On 18/12/2019 8:45 am, Toralf Lund wrote:
On one of our installations of one of our AMQP 0-10 applications using
the QPid messaging API (in C++), we keep getting exceptions with the
message
session-busy: Session detached by peer
- usually while waiting for incoming messages, but in some cases also
when sending them.

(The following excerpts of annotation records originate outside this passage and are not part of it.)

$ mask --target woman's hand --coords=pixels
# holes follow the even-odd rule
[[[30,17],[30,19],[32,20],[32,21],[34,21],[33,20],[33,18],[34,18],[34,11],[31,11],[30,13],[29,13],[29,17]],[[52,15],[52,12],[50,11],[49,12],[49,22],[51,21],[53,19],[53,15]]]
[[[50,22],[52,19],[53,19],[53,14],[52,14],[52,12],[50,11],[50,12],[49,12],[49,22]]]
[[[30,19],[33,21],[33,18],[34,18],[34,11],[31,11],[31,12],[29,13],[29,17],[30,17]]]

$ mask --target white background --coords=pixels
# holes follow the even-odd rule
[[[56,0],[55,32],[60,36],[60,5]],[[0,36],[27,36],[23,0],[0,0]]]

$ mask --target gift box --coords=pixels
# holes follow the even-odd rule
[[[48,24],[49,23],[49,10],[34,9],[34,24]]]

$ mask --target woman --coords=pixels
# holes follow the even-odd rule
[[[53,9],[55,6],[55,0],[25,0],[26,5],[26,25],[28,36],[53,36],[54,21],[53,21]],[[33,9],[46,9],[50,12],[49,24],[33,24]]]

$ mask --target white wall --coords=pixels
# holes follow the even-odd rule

After resolving some issues with "dangling" session
pointers (with help from the list), I thought this wasn't really a
problem, but I just found that the broker has several extra connections
for the application; qpid-stat reports the following:
$ qpid-stat -c
Connections
connection cproc cpid
mech auth connected idle msgIn msgOut
===========================================================================================================================================
qpid.192.168.0.215:5672-192.168.0.61:58532 our-program 134233
ANONYMOUS anonymous 4d 19h 42m 25s 4d 18h 37m 44s 47.3k 531k
qpid.192.168.0.215:5672-192.168.0.61:58564 our-program 134233
ANONYMOUS anonymous 4d 5h 27m 9s 4d 4h 32m 4s 42.3k 488k
qpid.192.168.0.215:5672-192.168.0.61:58566 our-program 134233
ANONYMOUS anonymous 4d 4h 32m 12s 4d 3h 33m 34s 44.6k 513k
qpid.192.168.0.215:5672-192.168.0.61:58580 our-program 134233
ANONYMOUS anonymous 1d 17h 37m 49s 1d 16h 41m 54s 40.6k 515k
qpid.192.168.0.215:5672-192.168.0.61:58582 our-program 134233
ANONYMOUS anonymous 1d 16h 42m 1s 1d 15h 46m 44s 41.3k 497k
qpid.192.168.0.215:5672-192.168.0.61:58584 our-program 134233
ANONYMOUS anonymous 1d 15h 46m 46s 1d 14h 43m 24s 46.8k 535k
qpid.192.168.0.215:5672-192.168.0.61:58618 our-program 134233
ANONYMOUS anonymous 22h 55m 50s 21h 48m 4s 44.5k 496k
qpid.192.168.0.215:5672-192.168.0.61:58846 our-program 134233
ANONYMOUS anonymous 18h 21m 22s 0s 0 0
(Names and addresses have been edited.)
The implied times seem to match instances of the session-busy exception,
but a new connection doesn't appear every time. The exception has
occurred 27 times during the last 4 days, and as you can see, there are
a not that many connections.
It is possible some connections are actually closed. The session-busy
can be a race, e.g. if the client times out a connection before the
server (but the original connection and session is then eventually
closed, just too late for the reattach attempt to succeed with the same
session name).
Your heartbeat interval is set quite low. I don't know if that was
deliberately so, but a slightly less sensitive setting might avoid
timing out in some cases.
That said you still clearly also still have multiple connections open,
which I'm assuming is not expected? I.e. you would expect only one
connection from that process?
I don't see any signs of connection errors or explicit reopens but
automatic reconnect with a limit has been enabled; the following connect
options are used
connection.setOption("reconnect", true);
connection.setOption("reconnect_limit", 0);
(I believe this means trying reconnect once, as "reconnect_limit"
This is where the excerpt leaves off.